Left: predictions of \(\hat{p}(Z(s) = \mbox{"Forest"})\), Right: population

Block kriging prediction:

## predicted_mean 
##          0.234

## p.025 p.975 
## 0.177 0.291

Compare to design-based mean estimate:

## estimated_mean 
##           0.22

## p.025 p.975 
## 0.105 0.335

CI’s reflect averaging over the conditional random fields \(Z(s)|z(s_i),i=1.,,,.n\) that:

have mean \(m\) and covariance \(C(h)\)
are conditioned to (“obey the”) sample data, i.e. \(Z(s_i)=z(s_i)\) for all observations \(i\), but are otherwise independent

Model accuracy: 0.94 (Really?)

How was the model validated?
Area average of \(\hat{p}_F\): 0.231; fraction of pixels with \(\hat{p}_F > .5\): 0.244
No sensible standard errors for area average estimates

Design-based methods do not need a model, and are more robust: model-based approaches lean on an assumed model.
Design-based models are robust only if random sampling was used, and inclusion probabilities (sample weights) are known
Model-based approaches make no assumption about sampling, but also have no guard against biased sampling
Model-based approaches can make predictions for any location, and predict means over regions of any shape; design-based only estimate averages over the sampled region(s).
The probability statements differ: design-based CI’s refer to repeating the sampling procedure, model-based CI’s refer to (conditional) super-populations under a fixed sample.
The real fun starts when a design-based strategy is taken using a model-based predicted layer for stratification, and prediction errors are ignored.

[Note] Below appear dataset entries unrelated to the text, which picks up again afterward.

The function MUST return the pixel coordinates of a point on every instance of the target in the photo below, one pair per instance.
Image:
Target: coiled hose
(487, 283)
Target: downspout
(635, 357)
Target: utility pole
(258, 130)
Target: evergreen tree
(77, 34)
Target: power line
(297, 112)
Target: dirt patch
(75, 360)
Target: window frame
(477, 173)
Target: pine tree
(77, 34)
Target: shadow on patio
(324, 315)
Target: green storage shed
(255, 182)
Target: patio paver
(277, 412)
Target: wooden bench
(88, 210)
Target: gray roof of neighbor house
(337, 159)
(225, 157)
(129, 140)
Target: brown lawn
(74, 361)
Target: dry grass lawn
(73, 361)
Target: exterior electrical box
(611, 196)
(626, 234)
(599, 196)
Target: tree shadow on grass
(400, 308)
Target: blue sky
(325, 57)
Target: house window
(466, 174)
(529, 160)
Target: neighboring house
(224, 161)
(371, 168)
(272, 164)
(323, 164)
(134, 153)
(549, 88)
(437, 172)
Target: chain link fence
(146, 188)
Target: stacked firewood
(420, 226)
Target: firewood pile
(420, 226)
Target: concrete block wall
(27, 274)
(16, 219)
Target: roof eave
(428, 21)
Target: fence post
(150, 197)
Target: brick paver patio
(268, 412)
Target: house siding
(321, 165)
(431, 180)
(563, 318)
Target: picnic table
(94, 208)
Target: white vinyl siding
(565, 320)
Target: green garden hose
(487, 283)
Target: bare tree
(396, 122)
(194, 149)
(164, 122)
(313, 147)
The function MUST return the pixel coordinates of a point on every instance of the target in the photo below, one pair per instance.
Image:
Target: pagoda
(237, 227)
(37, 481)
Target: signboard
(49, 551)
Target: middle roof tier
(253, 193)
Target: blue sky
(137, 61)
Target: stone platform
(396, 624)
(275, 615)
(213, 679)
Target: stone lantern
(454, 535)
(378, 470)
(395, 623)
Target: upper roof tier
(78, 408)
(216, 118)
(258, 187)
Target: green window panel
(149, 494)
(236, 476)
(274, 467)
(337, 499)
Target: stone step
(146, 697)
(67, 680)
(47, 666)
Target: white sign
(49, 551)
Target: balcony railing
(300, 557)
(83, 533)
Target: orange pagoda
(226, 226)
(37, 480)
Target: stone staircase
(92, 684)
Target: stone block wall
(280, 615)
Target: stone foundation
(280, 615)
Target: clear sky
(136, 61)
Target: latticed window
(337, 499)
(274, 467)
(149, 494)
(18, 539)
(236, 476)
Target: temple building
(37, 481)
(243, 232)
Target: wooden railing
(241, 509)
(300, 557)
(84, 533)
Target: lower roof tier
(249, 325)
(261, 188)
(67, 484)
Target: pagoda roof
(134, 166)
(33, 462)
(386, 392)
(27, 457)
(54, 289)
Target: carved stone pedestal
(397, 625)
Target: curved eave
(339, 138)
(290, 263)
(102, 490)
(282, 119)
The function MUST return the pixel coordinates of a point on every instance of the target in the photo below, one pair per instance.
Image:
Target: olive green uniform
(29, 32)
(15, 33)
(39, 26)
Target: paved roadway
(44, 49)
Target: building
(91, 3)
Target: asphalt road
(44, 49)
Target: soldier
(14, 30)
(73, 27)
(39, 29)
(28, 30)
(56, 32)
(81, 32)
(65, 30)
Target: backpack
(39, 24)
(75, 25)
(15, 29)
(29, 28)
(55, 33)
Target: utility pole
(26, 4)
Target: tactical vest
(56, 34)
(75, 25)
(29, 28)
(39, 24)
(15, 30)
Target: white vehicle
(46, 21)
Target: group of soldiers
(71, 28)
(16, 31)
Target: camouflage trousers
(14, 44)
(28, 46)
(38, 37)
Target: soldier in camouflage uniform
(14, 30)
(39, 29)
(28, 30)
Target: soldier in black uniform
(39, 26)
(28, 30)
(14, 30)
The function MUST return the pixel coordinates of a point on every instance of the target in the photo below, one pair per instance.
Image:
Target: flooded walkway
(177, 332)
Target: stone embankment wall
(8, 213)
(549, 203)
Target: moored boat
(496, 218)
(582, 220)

R is a language that was developed for data analysis
All numbers and figures in these slides were generated by R (where the commands were mostly suppressed, to avoid clutter):
- this makes them 100% reproducible, and
- a source for further experimentation
- literate programming helps explaining code, computation, and intention
- source of slides is found here
- copy-and-paste errors are ruled out
R has a number (> 16K) of extension packages, many of them for spatial statistics, well maintained, well tested; best seen as an ecosystem.
Installation of extension packages on a variety of hardware (Mac OSX, Windows, or Linux) is relatively painless.